Il ministero dell’Istruzione è l’unico responsabile della rottura che si è consumata al tavolo della trattativa riguardante l’assegnazione dei docenti dagli ambiti alle scuole”. Così Domenico Pantaleo, segretario generale della Flc Cgil, rammentando che “dopo aver raggiunto l’intesa politica che definiva procedure trasparenti e oggettive per garantire l’incontro tra richieste qualitative delle scuole e requisiti dei docenti, salvaguardando esperienze e punteggi, è stata presentata una pletora di requisiti nazionali dai quali le singole scuole avrebbero dovuto indicarne quattro. Molti di quei requisiti non avevano alcun riferimento alla concreta attività didattica, culturale e pedagogica dei docenti”.

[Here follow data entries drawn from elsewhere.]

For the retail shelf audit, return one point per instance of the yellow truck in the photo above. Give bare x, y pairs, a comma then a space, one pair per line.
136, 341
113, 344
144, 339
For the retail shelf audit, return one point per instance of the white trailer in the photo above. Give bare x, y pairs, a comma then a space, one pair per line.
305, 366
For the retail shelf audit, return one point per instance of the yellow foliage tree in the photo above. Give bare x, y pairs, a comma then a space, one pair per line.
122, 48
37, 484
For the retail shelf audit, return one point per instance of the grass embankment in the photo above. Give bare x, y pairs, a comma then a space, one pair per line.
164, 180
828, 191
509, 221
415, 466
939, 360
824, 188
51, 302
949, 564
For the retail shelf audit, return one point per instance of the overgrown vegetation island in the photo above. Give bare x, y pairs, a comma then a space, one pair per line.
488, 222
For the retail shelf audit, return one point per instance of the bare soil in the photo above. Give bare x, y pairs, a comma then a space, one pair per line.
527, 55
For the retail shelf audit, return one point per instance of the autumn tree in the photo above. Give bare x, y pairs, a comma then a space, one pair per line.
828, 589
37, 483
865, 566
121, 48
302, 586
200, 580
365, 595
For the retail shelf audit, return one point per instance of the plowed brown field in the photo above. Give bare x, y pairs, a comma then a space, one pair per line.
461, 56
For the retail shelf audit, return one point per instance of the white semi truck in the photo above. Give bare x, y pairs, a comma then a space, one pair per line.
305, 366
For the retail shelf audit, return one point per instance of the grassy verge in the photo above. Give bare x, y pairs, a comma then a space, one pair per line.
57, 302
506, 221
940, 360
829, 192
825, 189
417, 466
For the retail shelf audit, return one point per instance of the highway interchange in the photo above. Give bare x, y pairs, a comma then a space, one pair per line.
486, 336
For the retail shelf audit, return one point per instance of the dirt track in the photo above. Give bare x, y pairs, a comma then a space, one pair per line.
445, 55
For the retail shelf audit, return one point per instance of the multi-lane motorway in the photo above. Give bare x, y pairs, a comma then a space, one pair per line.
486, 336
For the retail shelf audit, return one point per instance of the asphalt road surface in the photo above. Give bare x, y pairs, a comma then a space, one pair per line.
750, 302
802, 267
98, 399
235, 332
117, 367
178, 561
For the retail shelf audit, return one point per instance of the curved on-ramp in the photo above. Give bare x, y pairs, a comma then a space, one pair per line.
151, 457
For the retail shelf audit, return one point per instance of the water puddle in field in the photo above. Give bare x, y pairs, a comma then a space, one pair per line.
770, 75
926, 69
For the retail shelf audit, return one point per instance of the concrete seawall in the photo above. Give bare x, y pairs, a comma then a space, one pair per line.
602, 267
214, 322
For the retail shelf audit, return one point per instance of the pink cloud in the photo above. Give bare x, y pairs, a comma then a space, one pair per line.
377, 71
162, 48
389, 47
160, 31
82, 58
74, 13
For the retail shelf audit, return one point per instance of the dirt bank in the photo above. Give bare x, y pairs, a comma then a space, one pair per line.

I sindacati hanno proposto “un numero limitato di requisiti nazionali, inequivocabilmente verificabili e certificabili, che eliminassero ogni potere discrezionale ed eventuali contenziosi”. Ma il vero obiettivo del ministero, precisa Pantaleo, era quello “di rendere del tutto ininfluente, nelle scelte delle scuole, la tabella nazionale, di lasciare alla massima discrezionalità la scelta dei docenti cui assegnare gli incarichi e di ridurre al massimo l’utilizzo dei punteggi. La logica era quella di incentivare concorrenza tra insegnanti e scuole in una sorta di mercato di titoli”.

Per il segretario generale è evidente che si voglia proseguire “sulla strada della fallimentare legge 107 del 2015, che non ha alcun consenso nel mondo della scuola e che sta determinando confusione e incertezza, non favorendo il miglioramento della qualità del sistema di istruzione”. La Flc Cgil, dunque, si impegna “a tutelare in ogni forma possibile i diritti dei docenti e la loro dignità e a salvaguardare la libertà di insegnamento e di apprendimento, valori costituzionali irrinunciabili che non possono essere cancellati trasformando le scuole in aziende. Il ministero ha la responsabilità di determinare conflitti e contenziosi infiniti. Una corsa contro il tempo per procedere ai trasferimenti e alle assegnazioni alle scuole dei docenti che sarà sicura causa di caos: deve essere chiaro che ogni forzatura dal definire criteri oggettivi e trasparenti sarà denunciata e contrastata”.